Lifestyle

Paris says “oui” to urban gardening

Images via Inhabitat and La Relève et La Peste

A new law has been passed in Paris encouraging local residents to plant their own urban gardens anywhere within the city limits.

Authorities hope that city residents will become “gardeners of the Parisian public space” and is inviting potential gardeners to apply for a renewable three-year permit to start their own gardening projects. Residents are free to be as creative as they like – growing plants on walls (i.e. vertical gardens) and rooftops. The city will provide gardeners with a planting kit which includes topsoil and seeds.

“Residents are free to be as creative as they like – growing plants on walls (i.e. vertical gardens) and rooftops.”

However, the law requires that residents maintain their installations and ensure that the greenery enhances the city’s aesthetic. The use of pesticides is forbidden and only local species can be planted. The city has also highlighted the need for “local honey plants”, presumably to help bolster the world’s dwindling bee population.

According to local authorities, the new urban gardening program is designed to encourage biodiversity, meet the need for green spaces, mitigate the “heat island” effect and climate change as well as improving air quality.

It is hoped that the latest initiative will not only ensure a greener city but will also improve the quality of life of residents while strengthening local relationships and creating social links.

The urban garden initiative is part of the Parisian mayor’s plan to create 100 hectares of living walls and green roofs in the city by 2020, with one third of that greenery dedicated to urban agriculture.

Urban gardens are only part of the local authorities’ ambitious plans for greening the French capital. The larger greening program also involves the creation of 30 hectares of public gardens, the planting of 20 000 new trees, 200 re-vegetation projects and the development of educational farms, orchards and vegetable gardens in schools.

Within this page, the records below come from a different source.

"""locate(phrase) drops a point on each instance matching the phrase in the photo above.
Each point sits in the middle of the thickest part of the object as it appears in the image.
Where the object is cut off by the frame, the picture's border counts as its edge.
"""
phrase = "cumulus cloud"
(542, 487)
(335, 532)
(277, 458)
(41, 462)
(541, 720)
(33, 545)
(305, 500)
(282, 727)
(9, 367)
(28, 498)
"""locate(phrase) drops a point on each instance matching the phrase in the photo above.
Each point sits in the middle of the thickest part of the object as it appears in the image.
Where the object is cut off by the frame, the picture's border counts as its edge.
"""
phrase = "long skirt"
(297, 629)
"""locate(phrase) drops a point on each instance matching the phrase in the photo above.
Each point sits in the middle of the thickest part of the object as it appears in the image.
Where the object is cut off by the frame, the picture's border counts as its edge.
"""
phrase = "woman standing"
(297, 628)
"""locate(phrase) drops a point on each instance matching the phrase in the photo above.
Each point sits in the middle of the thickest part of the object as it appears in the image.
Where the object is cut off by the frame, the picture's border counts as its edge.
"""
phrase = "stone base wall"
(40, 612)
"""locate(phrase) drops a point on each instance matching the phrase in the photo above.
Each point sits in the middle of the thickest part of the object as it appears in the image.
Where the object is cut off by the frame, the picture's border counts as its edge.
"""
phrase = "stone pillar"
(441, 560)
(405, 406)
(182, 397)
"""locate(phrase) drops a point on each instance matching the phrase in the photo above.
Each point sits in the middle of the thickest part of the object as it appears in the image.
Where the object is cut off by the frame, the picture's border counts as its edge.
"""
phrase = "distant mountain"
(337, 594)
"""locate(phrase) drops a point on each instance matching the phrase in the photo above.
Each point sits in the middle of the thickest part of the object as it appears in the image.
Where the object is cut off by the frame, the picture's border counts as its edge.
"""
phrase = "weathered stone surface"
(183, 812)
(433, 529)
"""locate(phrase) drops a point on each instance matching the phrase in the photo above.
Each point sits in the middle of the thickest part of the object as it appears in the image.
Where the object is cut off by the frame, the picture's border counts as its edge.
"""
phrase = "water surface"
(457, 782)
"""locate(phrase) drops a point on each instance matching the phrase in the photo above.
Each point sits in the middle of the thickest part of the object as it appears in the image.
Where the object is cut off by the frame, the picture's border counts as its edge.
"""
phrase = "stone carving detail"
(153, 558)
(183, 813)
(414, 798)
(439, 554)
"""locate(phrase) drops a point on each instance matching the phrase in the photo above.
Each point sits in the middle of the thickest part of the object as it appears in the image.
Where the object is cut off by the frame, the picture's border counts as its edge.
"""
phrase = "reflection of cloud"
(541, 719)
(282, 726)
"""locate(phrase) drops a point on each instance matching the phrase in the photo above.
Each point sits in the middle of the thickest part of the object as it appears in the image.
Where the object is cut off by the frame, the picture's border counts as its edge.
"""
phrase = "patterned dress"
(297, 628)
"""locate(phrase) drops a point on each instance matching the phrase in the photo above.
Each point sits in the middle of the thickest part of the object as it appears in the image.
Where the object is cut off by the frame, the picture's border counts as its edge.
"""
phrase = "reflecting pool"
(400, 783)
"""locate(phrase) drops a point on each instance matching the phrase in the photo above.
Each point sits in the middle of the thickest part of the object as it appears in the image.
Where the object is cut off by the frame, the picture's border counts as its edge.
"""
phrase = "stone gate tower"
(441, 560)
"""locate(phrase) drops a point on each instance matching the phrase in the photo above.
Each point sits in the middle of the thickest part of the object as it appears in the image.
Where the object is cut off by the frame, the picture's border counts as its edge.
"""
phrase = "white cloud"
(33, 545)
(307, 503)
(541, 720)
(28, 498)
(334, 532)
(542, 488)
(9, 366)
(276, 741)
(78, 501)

France seems to be leading the way when it comes to innovative measures aimed at tackling environmental and community issues – with a range of green initiatives introduced in recent years.

In the fight against pollution, authorities have declared the first Sunday of each month a car-free day in Paris. In 2015, the government passed a new law requiring that the roofs of all new buildings constructed in commercial zones must be at least partially covered by plants or solar panels. France was also the first country in the world to ban the use of plastic plates and cutlery.